# Please help me with sequences

1. Sep 9, 2010

### MelanieSwan

1. The problem statement, all variables and given/known data

Give an example of a sequence {an} whose value is 7 for infinitely many values of n, but which does not converge to 7

2. Relevant equations

3. The attempt at a solution

I tried to think about such a sequence but cannot come up with any that satisfies that its value is 7 for infinitely many values of n yet does not converge to 7. The only sequence I can think of is the constant sequence, an =7 but it does converge to 7 so...

I hope I can get some help here. Thanks a lot.

2. Sep 9, 2010

### jgens

From the way you've stated the problem, the sequence {an} need not converge to any real value. That should help.

3. Sep 9, 2010

### Staff: Mentor

The sequence {1, -1, 1, -1, 1, -1, ...} has infinitely many values that are 1, but doesn't converge to 1.

4. Sep 9, 2010

### MelanieSwan

Oh thanks very much. I think I misunderstand the question as "with all values of n". That's why i got stuck. Thanks for your answers :)

5. Sep 9, 2010

### MelanieSwan

so it should be:

an = 7(-1)^n

^^

6. Sep 9, 2010

### jgens

Yes. Good job!

7. Sep 9, 2010

### MelanieSwan

Thank you all very much.

As you my guess I started learning about sequences and haven't got used to them yet. One of the questions I raised during the lecture was that if a sequence {an} converges with n=2 to n=infinity, does it converge with n=1 to n=infinity. Obviously it may not since look at the sequence {an} = 3n/(n-1) for example. This sequence converges with n=2 to n= infinity but with n=1 the sequence is undefined. But how about if a sequence {an} converges with n=1 to n= infinity then does it converge with n=2 to n= infinity. Intuitively I think it's absolutely a YES, but I don't come up with a good proof for myself yet. Could you help?

8. Sep 9, 2010

### jgens

The sequence {an} converges to L means: For every e > 0 we can find an N > 0 such that if n > N, then |an-L| < e. Can you figure out how to make this work?

9. Sep 9, 2010

### MelanieSwan

ok i thought about that but how can I put n=1 to n=infinity in to work using this?

10. Sep 9, 2010

### jgens

You just need to recognize that by choosing a large enough N, it doesn't matter.
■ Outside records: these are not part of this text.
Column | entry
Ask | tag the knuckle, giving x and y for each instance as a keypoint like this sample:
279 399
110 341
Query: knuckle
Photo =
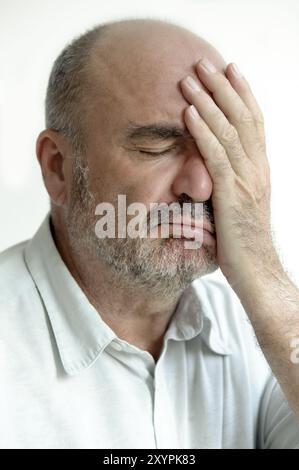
229 134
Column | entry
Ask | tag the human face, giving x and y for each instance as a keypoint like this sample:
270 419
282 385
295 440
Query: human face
138 146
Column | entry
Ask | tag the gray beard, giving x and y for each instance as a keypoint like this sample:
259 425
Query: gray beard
162 266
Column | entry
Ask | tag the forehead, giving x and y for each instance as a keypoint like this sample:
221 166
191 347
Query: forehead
137 75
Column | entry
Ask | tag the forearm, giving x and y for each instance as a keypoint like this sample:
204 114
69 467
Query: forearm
271 301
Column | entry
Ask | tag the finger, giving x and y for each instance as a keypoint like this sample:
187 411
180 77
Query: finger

Edit: You could define two sequences {an} and {bn} such that an = bn for n > 1 and show that they converge to the same limit if you want to get really formal I suppose.

11. Sep 9, 2010

### Staff: Mentor

A sequence is a function whose domain is the integers (or some subset of them). If {an} is defined by 3n/(n - 1), then pretty obviously, the sequence is not defined for n = 1. This doesn't have anything to do with whether the sequence converges. Convergence has to do with the behavior of the terms in the sequence for large values of n.

12. Sep 9, 2010

### MelanieSwan

this is what I am confused about. Obviously 3n/(n-1) converges at 3, but is it right to say that it converges with n=1 to n=infinity? I think it's must be that 3n/(n-1) converges at 3 with n=2 to n= infinity?

:S

13. Sep 9, 2010

### Staff: Mentor

{3n/(n - 1)} converges to 3. For all the terms to be defined, n must be >= 2. Again, you are confusing the ideas of the domain of a sequence with whether it converges.

Last edited: Sep 9, 2010
14. Sep 12, 2010

### MelanieSwan

sorry I have been away and didn't have the chance to check this thread out. Yes, you're right. I'm confused about that. So that means when n=1, 3n/(n-1) is not defined so we cannot use this sequence as a counter example?

Could you give me some hint on how to work out this problem?

15. Sep 12, 2010

### Staff: Mentor

The sequence {3n/(n - 1)} is NOT a counterexample, if I understand what you're asking, which I think is this:
There are essentially two parts to a sequence: the first few (finitely many) terms, and all the rest (the tail). What happens in the first few terms is completely immaterial to whether the sequence converges (or not). Convergence or divergence are completely controlled by what happens in the tail; i.e., what happens for large n.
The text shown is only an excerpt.